Mochi

Regions with significant populations
- • Pakistan • India • Bangladesh

Languages
- • Urdu in India • Bengali in Bangladesh • Panjabi in Pakistan.

Religion
- Islam

= Mochi (Muslim) =

Community, found in North India, Pakistan and Bangladesh

Mochi are a community, found in North India, Pakistan and Bangladesh.They are the traditional shoemakers of South Asia.

== Muslim Mochi of Uttar Pradesh ==
The Muslim Mochi in Uttar Pradesh have been given the Other Backward Class status, which allows them to access a number of affirmative action schemes by the Government of India.

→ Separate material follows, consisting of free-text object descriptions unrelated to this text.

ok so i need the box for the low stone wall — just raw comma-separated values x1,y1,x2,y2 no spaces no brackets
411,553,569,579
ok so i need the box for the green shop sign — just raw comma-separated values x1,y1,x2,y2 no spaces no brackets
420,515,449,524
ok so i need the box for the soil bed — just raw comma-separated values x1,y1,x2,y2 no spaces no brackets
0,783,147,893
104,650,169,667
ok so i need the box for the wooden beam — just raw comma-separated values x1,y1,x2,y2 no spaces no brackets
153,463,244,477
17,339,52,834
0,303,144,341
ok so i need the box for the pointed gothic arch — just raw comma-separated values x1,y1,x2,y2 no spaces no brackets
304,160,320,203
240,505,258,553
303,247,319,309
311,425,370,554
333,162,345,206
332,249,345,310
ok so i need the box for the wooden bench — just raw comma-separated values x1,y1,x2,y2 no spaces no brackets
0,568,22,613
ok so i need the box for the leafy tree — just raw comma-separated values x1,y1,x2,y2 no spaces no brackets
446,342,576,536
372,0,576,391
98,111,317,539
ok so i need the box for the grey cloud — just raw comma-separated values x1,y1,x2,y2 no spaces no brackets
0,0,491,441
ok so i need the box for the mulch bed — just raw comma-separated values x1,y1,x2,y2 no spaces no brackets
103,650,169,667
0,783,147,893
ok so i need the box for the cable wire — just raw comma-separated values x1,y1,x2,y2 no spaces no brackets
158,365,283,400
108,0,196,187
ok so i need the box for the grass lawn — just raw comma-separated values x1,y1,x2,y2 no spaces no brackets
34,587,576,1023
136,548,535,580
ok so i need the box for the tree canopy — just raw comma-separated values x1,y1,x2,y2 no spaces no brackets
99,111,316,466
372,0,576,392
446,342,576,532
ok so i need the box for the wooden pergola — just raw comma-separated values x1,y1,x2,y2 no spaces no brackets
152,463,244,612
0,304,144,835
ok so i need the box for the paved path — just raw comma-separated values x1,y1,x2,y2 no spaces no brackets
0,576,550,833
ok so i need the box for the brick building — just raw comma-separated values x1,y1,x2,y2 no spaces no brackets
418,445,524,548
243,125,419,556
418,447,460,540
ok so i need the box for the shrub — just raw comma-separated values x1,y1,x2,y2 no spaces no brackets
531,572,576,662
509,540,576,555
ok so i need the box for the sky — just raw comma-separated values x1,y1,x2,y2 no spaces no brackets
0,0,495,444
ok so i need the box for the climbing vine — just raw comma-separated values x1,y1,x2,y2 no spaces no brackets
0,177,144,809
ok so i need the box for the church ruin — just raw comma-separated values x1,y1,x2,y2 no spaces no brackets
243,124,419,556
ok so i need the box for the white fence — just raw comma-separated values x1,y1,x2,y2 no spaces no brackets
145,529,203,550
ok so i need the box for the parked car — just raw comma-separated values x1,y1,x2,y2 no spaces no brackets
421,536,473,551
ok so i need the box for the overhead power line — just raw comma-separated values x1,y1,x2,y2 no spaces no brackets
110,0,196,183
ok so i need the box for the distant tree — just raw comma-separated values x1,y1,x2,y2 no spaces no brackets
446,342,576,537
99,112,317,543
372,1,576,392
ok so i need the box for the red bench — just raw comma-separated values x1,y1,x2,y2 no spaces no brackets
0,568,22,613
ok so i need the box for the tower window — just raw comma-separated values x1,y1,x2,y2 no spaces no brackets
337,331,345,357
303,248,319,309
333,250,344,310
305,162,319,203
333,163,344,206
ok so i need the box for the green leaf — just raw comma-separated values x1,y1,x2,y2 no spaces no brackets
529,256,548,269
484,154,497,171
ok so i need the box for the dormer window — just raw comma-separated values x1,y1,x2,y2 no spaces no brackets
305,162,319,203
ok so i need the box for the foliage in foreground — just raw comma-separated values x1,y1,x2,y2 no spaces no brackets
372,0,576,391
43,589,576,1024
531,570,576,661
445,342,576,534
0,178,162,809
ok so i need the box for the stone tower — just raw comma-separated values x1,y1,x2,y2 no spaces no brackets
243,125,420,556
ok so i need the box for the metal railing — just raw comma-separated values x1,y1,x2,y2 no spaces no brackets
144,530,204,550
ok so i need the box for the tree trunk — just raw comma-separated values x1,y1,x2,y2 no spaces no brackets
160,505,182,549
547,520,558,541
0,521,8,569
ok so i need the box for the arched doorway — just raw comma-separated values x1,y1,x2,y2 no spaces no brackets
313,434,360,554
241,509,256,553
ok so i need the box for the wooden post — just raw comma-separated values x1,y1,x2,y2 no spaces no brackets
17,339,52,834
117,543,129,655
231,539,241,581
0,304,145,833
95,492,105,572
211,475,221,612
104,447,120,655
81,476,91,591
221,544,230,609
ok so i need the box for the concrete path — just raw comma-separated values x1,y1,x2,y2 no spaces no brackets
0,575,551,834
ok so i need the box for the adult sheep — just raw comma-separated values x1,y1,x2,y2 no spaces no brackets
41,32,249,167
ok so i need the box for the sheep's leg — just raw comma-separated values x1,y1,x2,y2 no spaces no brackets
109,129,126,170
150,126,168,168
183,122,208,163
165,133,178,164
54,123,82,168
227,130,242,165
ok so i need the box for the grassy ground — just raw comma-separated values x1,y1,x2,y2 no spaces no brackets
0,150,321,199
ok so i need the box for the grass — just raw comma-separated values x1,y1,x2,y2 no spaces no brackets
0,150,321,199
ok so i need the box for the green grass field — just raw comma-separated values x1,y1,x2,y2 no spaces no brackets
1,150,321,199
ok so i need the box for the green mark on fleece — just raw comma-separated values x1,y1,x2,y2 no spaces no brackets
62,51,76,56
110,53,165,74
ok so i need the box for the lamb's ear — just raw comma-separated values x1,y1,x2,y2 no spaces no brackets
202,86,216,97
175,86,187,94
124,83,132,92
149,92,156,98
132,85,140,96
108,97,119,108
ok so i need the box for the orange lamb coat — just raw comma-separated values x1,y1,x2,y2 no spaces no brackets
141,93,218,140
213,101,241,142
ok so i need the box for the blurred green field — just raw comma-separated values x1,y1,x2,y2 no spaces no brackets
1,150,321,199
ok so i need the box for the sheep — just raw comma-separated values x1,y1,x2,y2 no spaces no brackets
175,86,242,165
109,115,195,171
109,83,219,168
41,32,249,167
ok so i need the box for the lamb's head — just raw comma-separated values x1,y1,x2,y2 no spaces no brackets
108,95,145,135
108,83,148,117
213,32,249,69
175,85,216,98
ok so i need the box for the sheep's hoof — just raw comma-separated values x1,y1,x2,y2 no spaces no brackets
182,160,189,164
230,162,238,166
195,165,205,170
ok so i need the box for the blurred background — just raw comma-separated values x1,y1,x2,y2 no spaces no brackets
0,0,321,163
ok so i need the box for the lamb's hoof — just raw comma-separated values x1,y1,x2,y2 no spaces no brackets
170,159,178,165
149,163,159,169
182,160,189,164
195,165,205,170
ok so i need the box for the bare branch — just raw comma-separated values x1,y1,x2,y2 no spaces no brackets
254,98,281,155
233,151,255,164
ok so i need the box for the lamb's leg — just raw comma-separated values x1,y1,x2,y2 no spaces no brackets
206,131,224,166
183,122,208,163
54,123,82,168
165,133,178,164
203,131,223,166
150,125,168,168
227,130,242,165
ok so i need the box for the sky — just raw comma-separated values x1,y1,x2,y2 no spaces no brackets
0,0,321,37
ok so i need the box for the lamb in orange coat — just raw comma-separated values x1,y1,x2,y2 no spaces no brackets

== Muslim Mochi of Punjab ==
The Mochi in rural Punjab is still dependent on the local landlord, who acts as patron. Often, are paid from each cash crop at the end of the harvesting season according to a system called seypi. Presently, many Mochis are no longer involved in their traditional occupation of shoemaking. Many are now landless agricultural labourers. Overall, the condition of the Mochi community in Punjab has worsened. There has been a marked shift towards manufactured shoes, which has seen a severe decline in the demand for their traditional skill. Many of their patrons from the locally dominant castes such as the Jats no longer pay the traditional seypi. Unlike in India, the Government of Pakistan has not provided any affirmative actions programmes. As such, the Mochi are one of the most vulnerable ethnic community in Pakistan, and are often victims of societal discrimination. The Muslim Mochi are entirely Sunni and speak Punjabi.